Federal law also requires Peake to ask the Justice Department to help recover any records he believes might have been unlawfully removed from the VA. His statement did not address whether he has done so or will.
If VA documents were destroyed improperly, it wouldn't be the first time.
In 1987, a federal court fined the VA $115,000 for purging records of service members who had been exposed to radiation in Japan after World War II and in postwar nuclear tests.
And in 1995, two former attorneys in the department's Office of General Counsel in Washington, Lawrence Gottfried and Jill Rygwalski, received 15-month prison sentences for having improperly destroyed veterans' records.
The current controversy first came to light in an Oct. 13 report by www.vawatchdog.org, an independent Web site operated by and for veterans. The VA halted all shredding the next day, then later resumed it with tighter restrictions on what would be shredded and who would oversee shredding.
The reports of potential shredding highlight the larger problem of how the VA handles records. Some regional offices also have had problems with mail not being opened or delivered to the appropriate person on schedule.
Newsday, citing VA inspector-general records, has reported that hundreds of claims in the New York regional office were electronically misdated recently to make it appear that they had been processed on time.
The record-keeping issues tie into the VA's backlog of more than 614,000 claims for disability compensation/pension alone. That figure is up from about 378,000 at the end of fiscal year 2006.
Almost 30,000 of the pending claims originated in Winston-Salem, more than all but three other regional offices.

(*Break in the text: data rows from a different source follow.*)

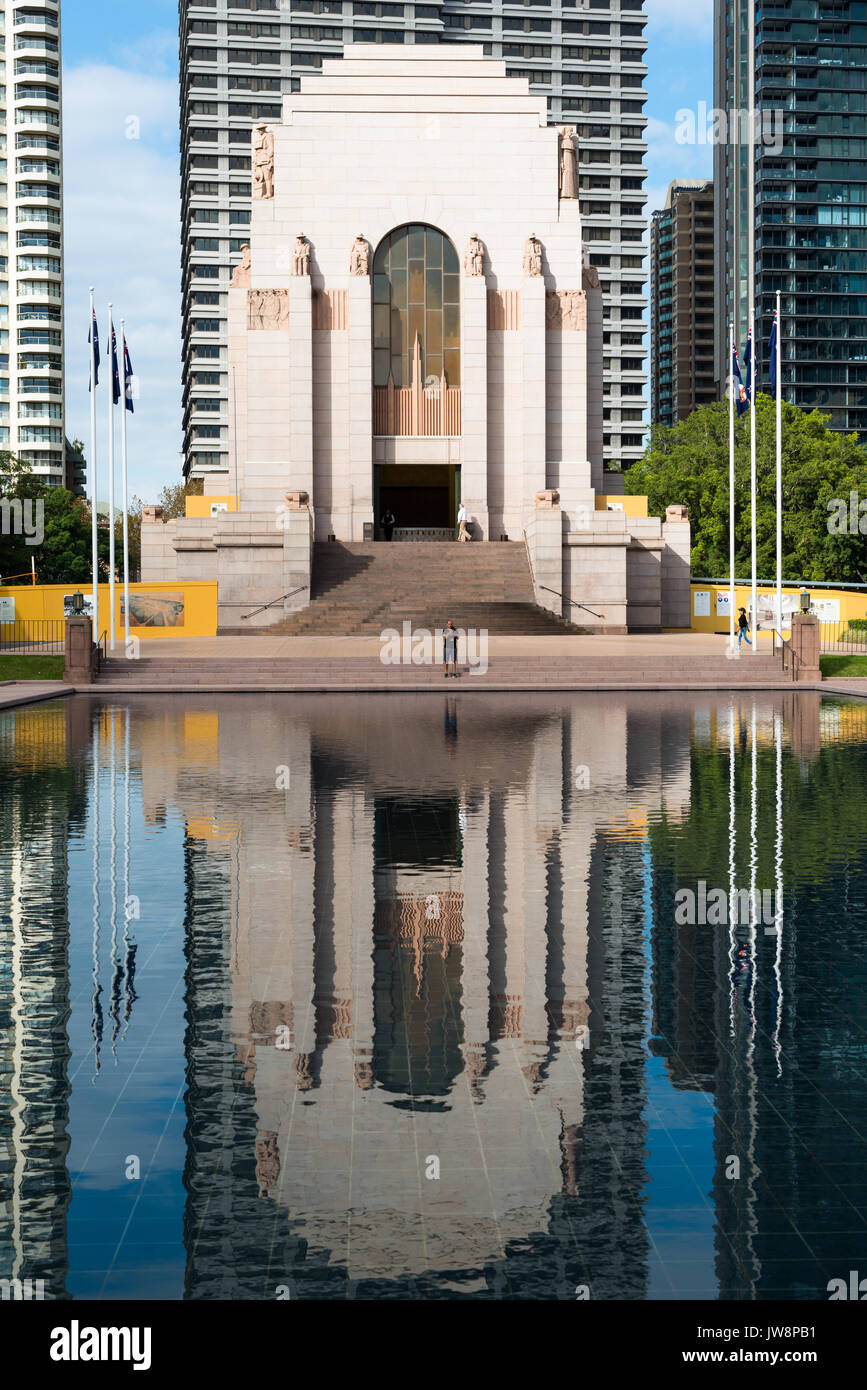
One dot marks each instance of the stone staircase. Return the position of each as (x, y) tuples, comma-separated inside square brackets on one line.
[(366, 587), (368, 673)]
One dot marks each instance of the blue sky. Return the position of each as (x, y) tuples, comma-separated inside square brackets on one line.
[(122, 193)]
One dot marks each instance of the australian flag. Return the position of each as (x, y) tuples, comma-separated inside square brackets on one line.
[(741, 398), (748, 370), (116, 380), (93, 337), (128, 378), (773, 357)]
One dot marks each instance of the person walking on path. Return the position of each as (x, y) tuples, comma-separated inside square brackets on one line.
[(449, 651)]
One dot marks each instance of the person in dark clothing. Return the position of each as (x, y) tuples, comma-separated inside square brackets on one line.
[(449, 649)]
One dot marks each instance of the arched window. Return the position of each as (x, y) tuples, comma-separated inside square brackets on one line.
[(416, 293)]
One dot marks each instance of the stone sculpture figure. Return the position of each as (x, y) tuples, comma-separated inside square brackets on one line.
[(241, 275), (566, 309), (474, 260), (263, 161), (567, 163), (532, 255), (359, 257), (267, 309), (300, 256)]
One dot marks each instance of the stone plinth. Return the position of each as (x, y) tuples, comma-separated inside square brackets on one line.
[(803, 648), (81, 655)]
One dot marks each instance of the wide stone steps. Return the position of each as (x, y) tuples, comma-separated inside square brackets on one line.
[(370, 673), (366, 587)]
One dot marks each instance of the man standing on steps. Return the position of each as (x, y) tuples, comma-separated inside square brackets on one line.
[(450, 649)]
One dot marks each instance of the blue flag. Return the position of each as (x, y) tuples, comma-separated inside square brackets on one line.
[(773, 357), (741, 402), (116, 380), (748, 369), (95, 355), (128, 375)]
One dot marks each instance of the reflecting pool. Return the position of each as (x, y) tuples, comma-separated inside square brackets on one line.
[(434, 997)]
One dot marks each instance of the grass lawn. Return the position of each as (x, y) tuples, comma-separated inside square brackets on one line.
[(844, 665), (15, 666)]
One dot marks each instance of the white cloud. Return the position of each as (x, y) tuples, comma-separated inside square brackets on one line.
[(122, 221)]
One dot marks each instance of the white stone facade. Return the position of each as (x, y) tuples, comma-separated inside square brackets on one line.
[(439, 138)]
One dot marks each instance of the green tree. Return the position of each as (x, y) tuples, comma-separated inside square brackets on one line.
[(172, 499), (688, 463), (64, 552)]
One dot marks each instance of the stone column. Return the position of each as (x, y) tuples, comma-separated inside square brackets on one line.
[(475, 906), (532, 375), (360, 407), (299, 387), (474, 402), (363, 909)]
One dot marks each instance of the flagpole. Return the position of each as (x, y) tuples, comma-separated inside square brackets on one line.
[(750, 295), (731, 491), (778, 394), (124, 485), (753, 498), (93, 533), (110, 353)]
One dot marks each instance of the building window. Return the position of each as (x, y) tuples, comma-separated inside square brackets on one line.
[(416, 293)]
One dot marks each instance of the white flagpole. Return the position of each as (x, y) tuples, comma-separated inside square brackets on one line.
[(750, 295), (124, 485), (778, 392), (753, 498), (731, 491), (110, 485), (93, 533)]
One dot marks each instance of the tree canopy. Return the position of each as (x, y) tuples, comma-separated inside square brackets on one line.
[(688, 463)]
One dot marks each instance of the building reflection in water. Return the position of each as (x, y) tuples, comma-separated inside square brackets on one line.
[(439, 1015)]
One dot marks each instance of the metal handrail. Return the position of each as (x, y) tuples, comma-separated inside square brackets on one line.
[(574, 602), (278, 599)]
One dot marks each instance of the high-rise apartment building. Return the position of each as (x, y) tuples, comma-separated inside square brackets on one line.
[(238, 57), (681, 302), (810, 220), (31, 242)]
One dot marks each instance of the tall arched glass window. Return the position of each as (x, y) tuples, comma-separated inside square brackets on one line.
[(416, 292)]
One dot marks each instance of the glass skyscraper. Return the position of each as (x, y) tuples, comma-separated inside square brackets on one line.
[(236, 60), (810, 196)]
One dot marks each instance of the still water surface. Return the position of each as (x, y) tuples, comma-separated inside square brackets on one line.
[(405, 997)]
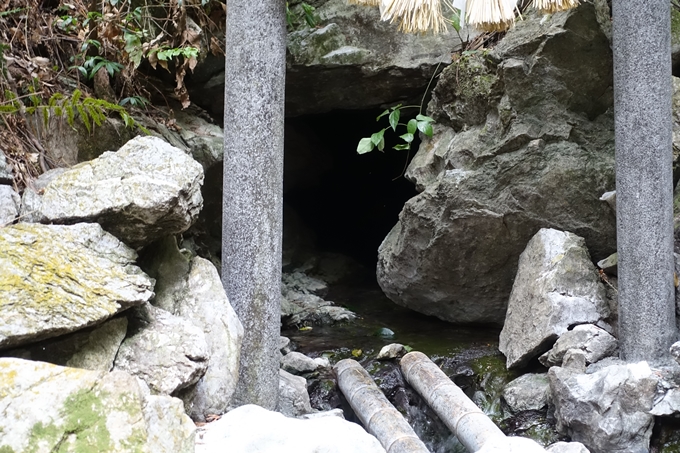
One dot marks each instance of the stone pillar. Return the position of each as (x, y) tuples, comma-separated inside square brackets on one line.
[(255, 72), (644, 180)]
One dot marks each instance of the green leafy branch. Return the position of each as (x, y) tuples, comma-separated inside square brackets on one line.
[(91, 111), (420, 123)]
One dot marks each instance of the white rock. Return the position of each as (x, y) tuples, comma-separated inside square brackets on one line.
[(250, 429)]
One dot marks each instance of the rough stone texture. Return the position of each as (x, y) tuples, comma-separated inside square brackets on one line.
[(391, 351), (556, 287), (145, 190), (46, 408), (169, 429), (515, 128), (607, 411), (165, 351), (669, 404), (58, 279), (301, 304), (242, 430), (644, 180), (191, 289), (252, 204), (350, 43), (6, 173), (298, 363), (293, 396), (91, 349), (527, 392), (595, 342), (10, 203), (568, 447)]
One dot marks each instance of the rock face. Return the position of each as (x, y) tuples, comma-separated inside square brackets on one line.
[(9, 205), (607, 411), (350, 43), (527, 392), (145, 190), (524, 141), (58, 279), (190, 288), (556, 287), (48, 408), (166, 352), (596, 343), (91, 349), (251, 428)]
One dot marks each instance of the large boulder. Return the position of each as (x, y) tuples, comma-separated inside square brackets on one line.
[(251, 428), (146, 190), (46, 408), (190, 288), (91, 349), (524, 141), (607, 411), (9, 205), (557, 287), (57, 279), (165, 351), (349, 43)]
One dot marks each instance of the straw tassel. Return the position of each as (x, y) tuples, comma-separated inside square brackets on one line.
[(553, 6), (414, 16), (364, 2), (491, 15)]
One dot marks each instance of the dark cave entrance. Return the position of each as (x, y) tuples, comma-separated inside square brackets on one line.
[(335, 200), (349, 201)]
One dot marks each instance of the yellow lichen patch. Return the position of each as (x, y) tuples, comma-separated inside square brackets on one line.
[(60, 278)]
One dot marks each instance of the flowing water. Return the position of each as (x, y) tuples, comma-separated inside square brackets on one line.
[(468, 355)]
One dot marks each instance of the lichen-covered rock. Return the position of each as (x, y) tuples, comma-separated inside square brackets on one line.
[(58, 279), (6, 173), (527, 392), (47, 408), (10, 203), (607, 411), (191, 289), (596, 343), (556, 287), (524, 141), (293, 396), (146, 190), (91, 349), (165, 351)]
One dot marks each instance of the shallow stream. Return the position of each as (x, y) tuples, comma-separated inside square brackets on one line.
[(469, 355)]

Those claims have been backed up for many years. And the backlog is growing despite added staff and investigative reports and recommendations by the department's inspector general and the Government Accountability Office.
Some veterans have claimed, so far without evidence except in the Gottfried and Rygwalski cases, that VA employees have destroyed records specifically as a way of reducing the backlog, meeting performance goals and receiving bonuses.
Two veterans service organizations recently sued the VA in U.S. District Court in Washington, seeking faster processing of claims and appeals.